L_{s} = | \partial_{x} d_{t}^{*} | e^{- | \partial_{x} I_{t} |} + | \partial_{y} d_{t}^{*} | e^{- | \partial_{y} I_{t} |}

(9)

where d_t^* is the average normalized inverse depth to stop the estimated depth from shrinking.

The final loss function L is a weight sum of photometric loss L_p and smoothness loss L_s:

L = μ L_{p} + λ L_{s}

(10)

where λ is a constant with a value of 0.001. The value of λ is referred to Godard’s setting, which is the most commonly used optimal parameter setting, and L_p is the combination of SSIM and L1.

4. Experiments and Analysis

Our approach is compared with previous related works on the KITTI dataset [9] to demonstrate that our proposed approach can improve the accuracy of model prediction and reduce the error in model estimation. An ablation study of the attention mechanism is also studied based on monodepth2.

4.1. Implementation Details

Our network model is implemented via PyTorch, and during training, 20 epochs are trained. The batchsize is set to 12, and the resolution of the input and output is 640 × 192. We use ResNet-18 pre-trained on ImageNet [43] as the encoder. For the first 15 epochs, we use the Adam [44] optimizer, with a learning rate of 10⁻⁴. The learning rate for the last five epochs is 10⁻⁵. The GPU is NVIDIA GeForce GTX 1080Ti, and the training duration is 12 h.

4.2. KITTI Results

We use the KITTI dataset for all experiments, using the data segmentation of Eigen et al. [4] to increase the distance to 80 m.
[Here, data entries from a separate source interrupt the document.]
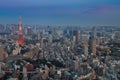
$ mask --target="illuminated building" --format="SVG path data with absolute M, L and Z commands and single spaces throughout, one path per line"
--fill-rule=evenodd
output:
M 20 23 L 19 23 L 18 44 L 21 46 L 24 45 L 23 34 L 22 34 L 22 19 L 20 19 Z

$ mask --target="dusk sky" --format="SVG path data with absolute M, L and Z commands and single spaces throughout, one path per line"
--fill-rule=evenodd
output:
M 120 0 L 0 0 L 0 23 L 120 25 Z

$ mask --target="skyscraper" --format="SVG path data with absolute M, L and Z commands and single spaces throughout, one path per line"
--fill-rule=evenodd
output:
M 96 54 L 96 28 L 92 28 L 92 32 L 89 38 L 89 53 Z
M 20 18 L 20 23 L 19 23 L 18 44 L 21 46 L 24 45 L 23 34 L 22 34 L 22 19 L 21 18 Z

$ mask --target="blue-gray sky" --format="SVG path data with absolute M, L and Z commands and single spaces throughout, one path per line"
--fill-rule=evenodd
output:
M 120 25 L 120 0 L 0 0 L 0 23 Z

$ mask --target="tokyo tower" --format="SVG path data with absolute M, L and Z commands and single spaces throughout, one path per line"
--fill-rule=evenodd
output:
M 19 23 L 18 44 L 21 46 L 24 45 L 23 34 L 22 34 L 22 19 L 21 18 L 20 18 L 20 23 Z

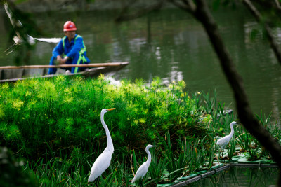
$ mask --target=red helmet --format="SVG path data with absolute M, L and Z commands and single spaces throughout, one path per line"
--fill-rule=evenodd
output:
M 63 31 L 76 31 L 77 29 L 76 28 L 75 24 L 72 21 L 67 21 L 65 25 L 63 25 Z

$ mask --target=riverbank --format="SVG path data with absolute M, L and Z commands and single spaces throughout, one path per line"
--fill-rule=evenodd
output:
M 150 150 L 152 162 L 144 183 L 172 183 L 180 176 L 209 169 L 217 159 L 216 141 L 230 133 L 230 122 L 239 121 L 209 94 L 183 92 L 183 81 L 168 87 L 159 78 L 150 85 L 142 79 L 120 83 L 112 85 L 103 76 L 60 76 L 1 85 L 1 146 L 24 159 L 22 167 L 37 186 L 86 185 L 92 164 L 106 146 L 100 111 L 115 107 L 105 116 L 115 152 L 95 185 L 129 186 L 133 171 L 146 160 L 148 144 L 162 146 Z M 257 118 L 281 139 L 270 116 Z M 235 128 L 225 152 L 221 160 L 245 152 L 247 160 L 271 159 L 242 126 Z

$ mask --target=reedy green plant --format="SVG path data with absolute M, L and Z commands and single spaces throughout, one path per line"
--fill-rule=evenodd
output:
M 180 151 L 176 154 L 176 149 L 172 149 L 172 144 L 169 132 L 166 133 L 166 142 L 165 139 L 162 137 L 160 137 L 160 141 L 164 148 L 164 150 L 162 150 L 163 156 L 168 160 L 166 169 L 169 175 L 166 176 L 167 178 L 166 181 L 168 183 L 171 183 L 181 176 L 184 169 L 185 169 L 190 159 L 185 156 L 183 151 Z M 175 146 L 176 145 L 176 144 L 175 144 Z M 176 148 L 176 147 L 175 148 Z

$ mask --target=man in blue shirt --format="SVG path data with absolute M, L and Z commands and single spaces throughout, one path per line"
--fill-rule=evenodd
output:
M 76 26 L 74 22 L 67 21 L 63 25 L 65 36 L 58 43 L 53 50 L 53 56 L 50 60 L 50 65 L 55 64 L 55 60 L 60 64 L 89 64 L 90 60 L 86 56 L 86 47 L 83 38 L 76 34 Z M 84 68 L 72 67 L 64 68 L 71 70 L 71 73 L 77 73 Z M 56 68 L 49 68 L 48 74 L 54 74 Z

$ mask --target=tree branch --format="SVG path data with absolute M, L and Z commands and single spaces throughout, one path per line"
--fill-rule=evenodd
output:
M 202 23 L 218 57 L 221 66 L 234 92 L 240 121 L 244 127 L 270 153 L 274 160 L 281 169 L 281 146 L 275 138 L 271 137 L 265 127 L 259 123 L 253 115 L 242 78 L 237 73 L 224 46 L 218 33 L 218 27 L 209 13 L 207 5 L 204 0 L 197 0 L 197 3 L 196 12 L 193 15 Z M 280 173 L 278 181 L 280 186 L 281 186 L 280 179 Z

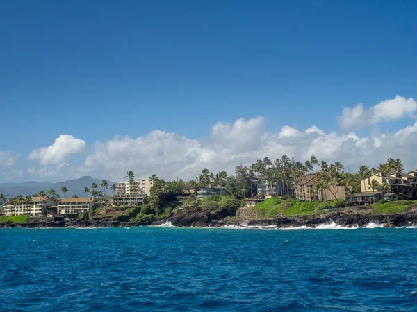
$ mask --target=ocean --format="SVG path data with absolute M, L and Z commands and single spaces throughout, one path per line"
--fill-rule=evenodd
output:
M 0 311 L 416 311 L 416 248 L 411 228 L 0 229 Z

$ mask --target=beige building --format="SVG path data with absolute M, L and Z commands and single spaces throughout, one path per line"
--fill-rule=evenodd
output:
M 6 216 L 42 216 L 45 214 L 47 207 L 54 205 L 55 202 L 51 198 L 31 197 L 31 202 L 28 204 L 19 204 L 16 206 L 12 206 L 6 204 L 4 205 L 3 211 Z
M 115 195 L 143 194 L 149 196 L 153 185 L 152 180 L 149 177 L 139 179 L 139 180 L 133 182 L 131 185 L 129 182 L 116 182 Z
M 90 198 L 63 198 L 56 203 L 58 214 L 79 214 L 90 211 L 94 200 Z
M 138 206 L 145 202 L 145 196 L 119 196 L 111 199 L 113 206 Z
M 333 200 L 346 198 L 350 189 L 344 185 L 332 185 L 331 188 L 317 190 L 315 188 L 314 175 L 307 175 L 295 187 L 295 197 L 300 200 Z
M 376 180 L 379 184 L 386 183 L 390 187 L 390 192 L 395 193 L 399 200 L 409 200 L 417 197 L 417 171 L 409 174 L 396 173 L 384 175 L 379 172 L 361 181 L 362 193 L 372 193 L 372 181 Z M 374 189 L 373 191 L 377 190 Z

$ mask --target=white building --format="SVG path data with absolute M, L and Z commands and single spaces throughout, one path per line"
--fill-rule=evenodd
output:
M 16 206 L 12 206 L 6 204 L 4 205 L 3 212 L 4 215 L 22 216 L 27 214 L 30 216 L 42 216 L 45 214 L 46 208 L 51 207 L 54 204 L 51 198 L 46 197 L 31 197 L 30 203 L 19 204 Z
M 151 187 L 154 185 L 152 180 L 149 177 L 139 179 L 132 183 L 131 186 L 129 182 L 116 182 L 116 196 L 121 195 L 149 195 Z
M 113 206 L 139 206 L 145 202 L 145 196 L 119 196 L 111 200 Z
M 90 211 L 94 200 L 90 198 L 63 198 L 56 203 L 58 214 L 79 214 Z
M 220 185 L 210 184 L 206 187 L 202 187 L 197 191 L 197 198 L 204 198 L 204 197 L 214 196 L 215 195 L 221 195 L 226 191 L 226 188 Z
M 265 195 L 265 196 L 273 196 L 275 195 L 281 196 L 285 194 L 292 194 L 294 190 L 287 187 L 284 183 L 277 180 L 272 185 L 269 184 L 266 180 L 260 180 L 256 181 L 258 185 L 258 195 Z

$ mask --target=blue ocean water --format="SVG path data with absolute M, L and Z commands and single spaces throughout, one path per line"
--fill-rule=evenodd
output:
M 0 229 L 0 311 L 416 311 L 417 229 Z

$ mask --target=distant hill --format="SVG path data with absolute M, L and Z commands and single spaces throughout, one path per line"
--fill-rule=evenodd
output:
M 1 183 L 0 184 L 0 193 L 3 193 L 6 198 L 18 196 L 22 194 L 24 196 L 32 195 L 40 191 L 48 191 L 51 189 L 54 189 L 56 193 L 60 194 L 61 197 L 63 194 L 60 191 L 61 187 L 67 187 L 68 193 L 65 194 L 65 197 L 72 197 L 76 194 L 80 197 L 84 196 L 85 194 L 81 193 L 85 187 L 91 188 L 92 183 L 95 183 L 99 187 L 97 190 L 103 191 L 100 187 L 100 183 L 102 180 L 94 179 L 91 177 L 85 176 L 79 179 L 67 180 L 65 182 L 58 183 L 51 183 L 49 182 L 37 182 L 30 181 L 24 183 Z M 113 194 L 113 191 L 110 187 L 115 183 L 112 181 L 107 180 L 108 184 L 108 189 L 106 190 L 108 194 Z M 91 194 L 90 194 L 91 196 Z

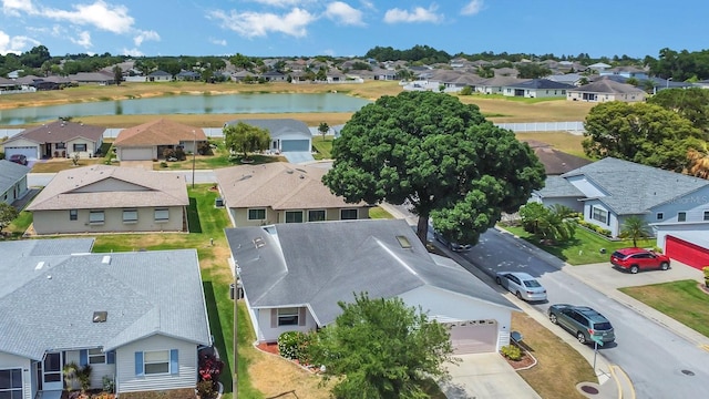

Before training, the same preprocessing as that performed by Zhou et al. [10] is performed to remove some static frames. In the end, 39,810 frames are used for training, 4424 frames are used for verification and 697 frames are used for testing. When training these networks, the same camera inherent focal length and average focal length are used for all frames. As shown in Figure 5, for road signs and utility poles, our model yields clearer results. As shown in Table 3, our network outperforms other self-supervised methods in most metrics.

4.3. Make 3D Results

Make3D [51] consists of RGB monocular images and their depth maps, but stereo images are not available. Therefore, it is not possible to train an unsupervised depth estimation model on this dataset. Our model is equally valid when tested on other datasets. We tested Make3D using the model trained at KITTI 2015, employing the same camera parameters as those provided by the KITTI dataset. We cropped the input images according to the aspect ratio requirements of the images in the model. As shown in Table 4, our method outperforms other self-supervised methods.

4.4. Ablation Study

Table 5 and Table 6 show the ablation study based on Monodepth2, and the backbones are ResNet 18 and ResNet 50, respectively. It shows that all of our contributions achieve a steady improvement in almost all evaluation metrics and obtain a consistent performance gain on different backbones. A visualization of the improvement of different components is shown in Figure 6.

4.5. Discussion

Based on monodepth2, our approach adds spm and dem. The experimental results show that incorporating the attention mechanism is effective. We use a pre-trained residual network as the backbone to extract semantic features, which are then fed into spm and generate new features to explicitly enhance the perception of the scene structure. In the decoding phase, we gradually recover the spatial resolution, use skip connections to facilitate the gradient and information flow throughout the model and use dem to produce fine details. While our addition of the attention mechanism improves the performance of the monocular depth estimation network, there are some shortcomings: the network becomes more complex and takes longer of a cycle.

5. Conclusions

In this paper, a new network structure is proposed based on a self-supervised monocular depth estimation model. Two different channel attention modules are added. The spm uses a frequency channel attention network to enhance the perception of the scene structure and obtain more feature information. The dem employs a channel attention mechanism. It emphasizes some important details and can effectively fuse features at different scales to achieve more accurate and clearer depth prediction. Our network has achieved advanced results on the KITTI dataset.

Author Contributions

Conceptualization, B.T.; methodology, X.C.; software, X.C.; validation, B.T., X.C. and X.T.; formal analysis, X.C.; investigation, X.C.; resources, D.J.; data curation, B.T.; writing—original draft preparation, X.C.; writing—review and editing, B.T.; visualization, B.C.; supervision, B.T.; project administration, B.T.; funding acquisition, B.T. All authors have read and agreed to the published version of the manuscript.

Funding

This research was funded by the National Natural Science Foundation of China, grant number (51505349, 51575407); the Hubei Provincial Department of Education, grant number D20201106; and the Open Fund of the Hubei Key Laboratory of Hydroelectric Machinery Design & Maintenance in China, Three Gorges University (2021KJX13).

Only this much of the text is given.